We were the closest family possible. Our world was turned upside down on 05/03/09 when my best friend, the person I love most next only to our children, my sister Trina was diagnosed with stage IV breast cancer. Her body gave out on her on 01/09/10 but she will ALWAYS be a part of our daily life and will continue to be in my posts. I started my blog to chronicle our daughter's international adoption from Guatemala and have continued to use it as a journal.

What you will find is my family trying to adapt to our new lives that were handed to us.



Tuesday, September 24, 2013

I'm Sorry

Yesterday was Asa's birthday party. I decided to do it on a weekday instead of a weekend. Partly because he had a few friends who wouldn't be able to make it on a Sunday and partly because it wouldn't take up a whole weekend by having it on a Sunday. Nope, this way it only took up FOUR days. I take that back, Saturday was taken up by attending an absolutely beautiful quinceanera.

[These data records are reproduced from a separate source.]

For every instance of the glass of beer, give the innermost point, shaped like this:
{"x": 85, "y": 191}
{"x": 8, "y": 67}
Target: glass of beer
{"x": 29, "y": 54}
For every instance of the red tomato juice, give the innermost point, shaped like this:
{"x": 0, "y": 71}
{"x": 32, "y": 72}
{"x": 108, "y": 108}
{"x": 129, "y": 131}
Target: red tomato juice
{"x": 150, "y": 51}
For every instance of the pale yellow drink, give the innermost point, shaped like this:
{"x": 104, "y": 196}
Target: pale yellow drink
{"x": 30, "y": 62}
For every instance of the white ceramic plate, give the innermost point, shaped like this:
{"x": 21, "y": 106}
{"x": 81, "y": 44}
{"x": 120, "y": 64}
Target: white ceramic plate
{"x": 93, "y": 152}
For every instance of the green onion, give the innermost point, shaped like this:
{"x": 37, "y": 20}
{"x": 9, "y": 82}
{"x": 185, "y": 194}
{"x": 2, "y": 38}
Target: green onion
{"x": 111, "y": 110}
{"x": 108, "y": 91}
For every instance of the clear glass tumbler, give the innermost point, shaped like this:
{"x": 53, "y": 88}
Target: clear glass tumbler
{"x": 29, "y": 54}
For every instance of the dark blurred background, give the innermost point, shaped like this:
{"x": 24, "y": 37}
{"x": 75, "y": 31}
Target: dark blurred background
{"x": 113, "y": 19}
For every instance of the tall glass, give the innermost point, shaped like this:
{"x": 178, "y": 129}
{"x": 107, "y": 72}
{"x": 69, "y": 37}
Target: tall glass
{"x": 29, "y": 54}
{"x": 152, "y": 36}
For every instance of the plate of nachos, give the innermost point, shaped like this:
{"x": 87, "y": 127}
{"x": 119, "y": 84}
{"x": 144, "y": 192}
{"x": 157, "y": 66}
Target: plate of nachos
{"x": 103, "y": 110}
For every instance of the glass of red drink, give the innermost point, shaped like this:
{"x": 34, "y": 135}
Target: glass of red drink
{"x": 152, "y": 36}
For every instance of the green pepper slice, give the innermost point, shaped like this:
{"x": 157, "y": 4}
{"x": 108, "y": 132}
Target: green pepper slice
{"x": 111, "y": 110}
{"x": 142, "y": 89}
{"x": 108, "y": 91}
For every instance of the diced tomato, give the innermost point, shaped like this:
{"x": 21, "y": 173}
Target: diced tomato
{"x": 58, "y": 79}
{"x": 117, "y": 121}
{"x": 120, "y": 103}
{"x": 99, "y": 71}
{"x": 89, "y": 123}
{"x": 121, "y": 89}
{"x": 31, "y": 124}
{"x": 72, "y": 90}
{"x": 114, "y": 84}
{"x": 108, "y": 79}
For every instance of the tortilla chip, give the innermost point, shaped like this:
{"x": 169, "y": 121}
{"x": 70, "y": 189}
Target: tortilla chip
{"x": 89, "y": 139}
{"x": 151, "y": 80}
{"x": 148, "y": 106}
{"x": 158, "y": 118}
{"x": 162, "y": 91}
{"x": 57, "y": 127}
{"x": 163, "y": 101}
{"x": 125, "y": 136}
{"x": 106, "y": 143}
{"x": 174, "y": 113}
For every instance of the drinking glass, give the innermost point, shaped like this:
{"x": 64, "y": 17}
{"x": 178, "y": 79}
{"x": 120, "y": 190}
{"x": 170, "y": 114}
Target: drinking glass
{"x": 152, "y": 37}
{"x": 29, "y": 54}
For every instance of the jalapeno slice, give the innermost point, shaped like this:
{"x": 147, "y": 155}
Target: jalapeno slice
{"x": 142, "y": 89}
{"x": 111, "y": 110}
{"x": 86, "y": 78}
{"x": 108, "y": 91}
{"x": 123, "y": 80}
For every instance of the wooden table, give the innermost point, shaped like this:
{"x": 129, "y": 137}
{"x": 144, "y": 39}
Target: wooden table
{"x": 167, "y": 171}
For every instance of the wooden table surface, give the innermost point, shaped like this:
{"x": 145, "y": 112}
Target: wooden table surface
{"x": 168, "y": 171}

Anyhoo, yesterday I picked up the kids from school and they were very excited to come home to a completely decorated and completed ready for a party house. On the three minute ride home Asa sadly said "I wish Grandma Dee was here." It broke my heart. He adored Grandma Dee and yet another important person who has died in his short little life.

"I'm so sorry" I told him. "I'm sorry Grandma Dee died and won't be there."

"And my mom" Asa added.

"Yes honey, I'm so sorry that your mom died too. I'm so sorry your mom isn't here for your birthday. I wish she was and I'm sorry she died."

"Why does everyone say that?" Asa asked, knowing full well why everyone says that, it was just his way of bringing up the subject of the people around him that have died. He then got uncomfortable and started joking around which is his way of saying he's done talking about it and is close to crying.

If my words sound harsh it's because one thing I learned from children's grief therapy (which was HORRIBLE, I can't begin to tell you how shitty it was) it is that you are supposed to use definitive words like died instead of vague words like "passed", "left", "moved on" and the like. Death is irreversible and kids needs to hear words that leave no doubt that their loved ones are never coming back. That is why I try my best to use these words with the kids.

Sometimes even I can't wrap my adult mind around these words.